The overall median PFS and OS were 12.2 months (95% CI: 6.6–17.8) and 22.3 months (95% CI: 20.9–23.7), respectively (Figure 1A,1B). The 6-month survival rates of PFS and OS were 51.7% and 82.8%, the 12-month survival rates of PFS and OS were 34.5% and 51.7%, and the 18-month survival rates of PFS and OS were 17.2% and 37.9%. For patients with cervical cancer, the median PFS and OS were 13.1 months (95% CI: 6.9–19.3) and 24.0 months (95% CI: 20.3–27.7); for patients with endometrial cancer, the median PFS and OS were 8.2 months (95% CI: 0–17.0) and 22.3 months (95% CI: 10.7–33.9). The patients receiving anlotinib combined with immunotherapy had significant longer OS than those without immunotherapy [not reached vs. 12.5 months; hazard ratio (HR): 0.32 (95% CI: 0.1–0.99); P=0.04]. In addition, the PFS was also longer in patients receiving anlotinib with immunotherapy comparing to those without immunotherapy, though not significant [12.2 vs. 5.6 months; HR: 0.76 (95% CI: 0.30–1.96); P=0.58] (Figure 1C,1D).

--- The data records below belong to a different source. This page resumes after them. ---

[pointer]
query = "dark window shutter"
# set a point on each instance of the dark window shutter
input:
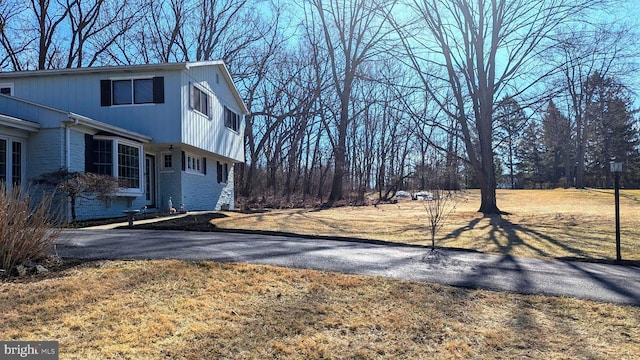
(192, 96)
(158, 90)
(105, 92)
(89, 154)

Figure 1 The Kaplan-Meier curves of PFS and OS of all patients and immunotherapy stratified patients. (A) The Kaplan-Meier curves of overall mPFS of patients. (B) The Kaplan-Meier curves of overall mOS of patients. (C) The Kaplan-Meier curves of PFS of patients stratified by with or without immunotherapy. (D) The Kaplan-Meier curves of OS of patients stratified by with or without immunotherapy. mPFS, median progression-free survival; CI, confidence interval; PFS, progression-free survival; mOS, median overall survival; OS, overall survival; HR, hazard ratio.

Safety

The AEs were reported in 23 (79.3%) patients, and there was no treatment-related death and anlotinib discontinuation. The seven most common AEs were fatigue (41.4%), hand-foot syndrome (17.2%), oral mucositis (17.2%), neutropenia (17.2%), anemia (13.8%), hoarseness (13.8%), and hypertension (13.8%). Grade 3–4 AEs were observed in 4 (13.8%) patients treated with anlotinib combined with immunotherapy; three suffered grade 3 hypertension and were managed well by antihypertensive drugs, one suffered grade 4 anemia and received transfusion and dose reduction. All the safety data are summarized in Table 6.

Discussion

Persistent, recurrent, or metastatic gynecological cancers are associated with poor prognosis and have limited treatment options (21-23). For the recurrent or metastatic cervical cancer, the 5-year survival rate is 17%; for the stage IV endometrial cancer, the 5-year survival rate ranges from 15% to 17% (24,25). Novel antitumor strategies remain an unmet clinical need. In our study, anlotinib exhibited compelling antitumor effect with ORR of 24.14% and DCR of 55.17% in patients with cervical cancer and endometrial cancer. Moreover, anlotinib plus immunotherapy demonstrated synergistic antitumor effect.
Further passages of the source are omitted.